Venanzio Gibellini e gli studenti.

Giornata del Ricordo

Questa mattina a Loreto la testimonianza del sopravvissuto Venanzio Gibillini.

E’ stata una mattinata intensa, commovente, ricca di forti emozioni

quella che hanno vissuto oggi i ragazzi della Scuola Secondaria di Primo

grado “L.Lotto” di Loreto che, rispondendo numerosissimi all’invito

dell’Amministrazione Comunale di Loreto, si sono ritrovati presso il

Palacongressi Comunale per celebrare la Giornata della Memoria.

Il 27 gennaio di ogni anno, infatti, vengono ricordate le vittime del

nazismo, lo sterminio degli ebrei e  il dramma dei deportati nei lager e

l’Amministrazione Comunale di Loreto, attraverso l’Assessore alla

Pubblica Istruzione Franca Manzotti ha voluto proporre un bel momento di

incontro e di riflessione coinvolgendo la cittadinanza e soprattutto gli

alunni loretani che, nelle settimane scorse, hanno ricevuto in dono il

libro “Quando si aprirono le porte” (Casa Editrice La Spiga) della

scrittrice Maristella Maggi, docente di Lettere nella Scuola Secondaria

di primo grado della provincia di Milano.

Questa mattina, la prof.ssa Maggi è stata ospite a Loreto assieme al

protagonista del suo libro, il sig. Venanzio Gibillini, sopravvissuto

nei campi di concentramento di Flossenburg e Kottern, e, insieme, hanno

risposto alle numerosissime domande e curiosità dei ragazzi.

Il romanzo, infatti, racconta la vicenda del sig.
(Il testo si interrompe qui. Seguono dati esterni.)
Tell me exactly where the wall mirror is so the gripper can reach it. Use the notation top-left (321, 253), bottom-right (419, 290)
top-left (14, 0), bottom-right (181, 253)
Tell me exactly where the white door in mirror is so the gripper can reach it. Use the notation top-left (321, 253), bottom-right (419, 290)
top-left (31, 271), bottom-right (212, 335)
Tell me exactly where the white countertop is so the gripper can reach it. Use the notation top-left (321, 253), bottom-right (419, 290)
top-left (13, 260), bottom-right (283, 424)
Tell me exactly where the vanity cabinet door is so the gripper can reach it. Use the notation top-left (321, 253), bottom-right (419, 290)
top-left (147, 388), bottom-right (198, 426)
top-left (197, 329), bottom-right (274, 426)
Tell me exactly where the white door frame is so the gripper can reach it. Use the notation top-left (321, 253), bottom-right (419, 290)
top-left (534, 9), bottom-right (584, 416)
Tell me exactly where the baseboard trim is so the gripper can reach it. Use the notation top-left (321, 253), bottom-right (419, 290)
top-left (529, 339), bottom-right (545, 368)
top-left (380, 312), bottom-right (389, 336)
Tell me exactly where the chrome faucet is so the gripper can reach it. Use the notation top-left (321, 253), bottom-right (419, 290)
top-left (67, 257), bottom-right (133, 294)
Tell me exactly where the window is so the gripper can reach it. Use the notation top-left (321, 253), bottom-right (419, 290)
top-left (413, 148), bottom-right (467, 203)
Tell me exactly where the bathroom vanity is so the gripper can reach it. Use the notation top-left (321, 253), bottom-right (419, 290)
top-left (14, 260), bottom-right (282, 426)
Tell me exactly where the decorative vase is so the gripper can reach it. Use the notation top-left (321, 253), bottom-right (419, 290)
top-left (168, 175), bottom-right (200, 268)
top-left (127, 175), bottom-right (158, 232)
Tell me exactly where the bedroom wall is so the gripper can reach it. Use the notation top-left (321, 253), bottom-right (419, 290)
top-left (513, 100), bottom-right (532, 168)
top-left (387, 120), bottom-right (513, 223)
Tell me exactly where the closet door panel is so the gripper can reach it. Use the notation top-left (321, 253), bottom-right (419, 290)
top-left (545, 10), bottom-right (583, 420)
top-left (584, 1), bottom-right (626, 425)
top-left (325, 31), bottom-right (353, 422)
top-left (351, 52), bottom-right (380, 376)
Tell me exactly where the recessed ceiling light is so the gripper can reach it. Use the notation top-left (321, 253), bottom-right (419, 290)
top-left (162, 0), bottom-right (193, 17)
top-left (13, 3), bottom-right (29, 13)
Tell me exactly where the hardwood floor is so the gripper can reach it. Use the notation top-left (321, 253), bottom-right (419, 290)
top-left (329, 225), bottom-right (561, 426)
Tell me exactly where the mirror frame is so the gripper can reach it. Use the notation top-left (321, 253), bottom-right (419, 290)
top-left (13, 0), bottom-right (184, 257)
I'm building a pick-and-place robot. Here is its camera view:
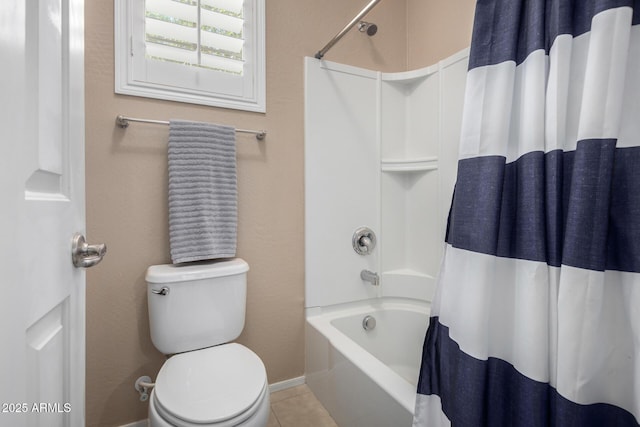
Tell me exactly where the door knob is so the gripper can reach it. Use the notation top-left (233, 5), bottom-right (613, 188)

Venanzio, milanese,

classe 1924, catturato dai tedeschi e deportato nei lager di Flossenburg

e Kottern, un uomo che  ha vissuto l’inferno della prigionia nazista, ma

ne è sopravvissuto e che ora sta facendo di tutto per portare la sua

testimonianza alle giovani generazioni affinché il ricordo di quegli

orrori rimanga sempre vivo e non venga dimenticato.

Nel corso della mattinata, durante la quale i componenti del Consiglio

Comunale dei ragazzi hanno letto alcuni passi del libro, il sig.

Gibillini ha così voluto rinnovare ai presenti l’invito a “conservare il

ricordo di ciò che è accaduto e di farne memoria affinché il ricordo di

chi è morto nei lager possa essere sottratto al buio del nulla”.

Dal canto suo la scrittrice ha spronato i ragazzi a “trovare  tra le

righe del libro le emozioni e i sentimenti che hanno mosso le vicende

del giovane Venanzio, entrato nel campo di sterminio a 18 anni”. “Il

fare memoria – ha concluso la prof.ssa Maggi – diventa  così impegno che

nulla del genere possa ripetersi, diventa difesa della vita e cultura di

pace”.

Grande soddisfazione per l’ottima riuscita della mattinata è stata

espressa dal sindaco di Loreto Paolo Niccoletti, dall’Assessore alla P.I

Franca Manzotti, dalla Dirigente Scolastica Milena Brandoni e dal Dott.

Michele Casali Amministratore Delegato della Casa Editrice Eli – La

Spiga e  Don Lamberto Pigini che hanno ringraziato il Sig. Gibillini per

la preziosa testimonianza e l’Amministrazione comunale e la scuola “per

aver saputo organizzare un evento che potrà essere preso da esempio e

riproposto in molte altre scuole d’Italia”.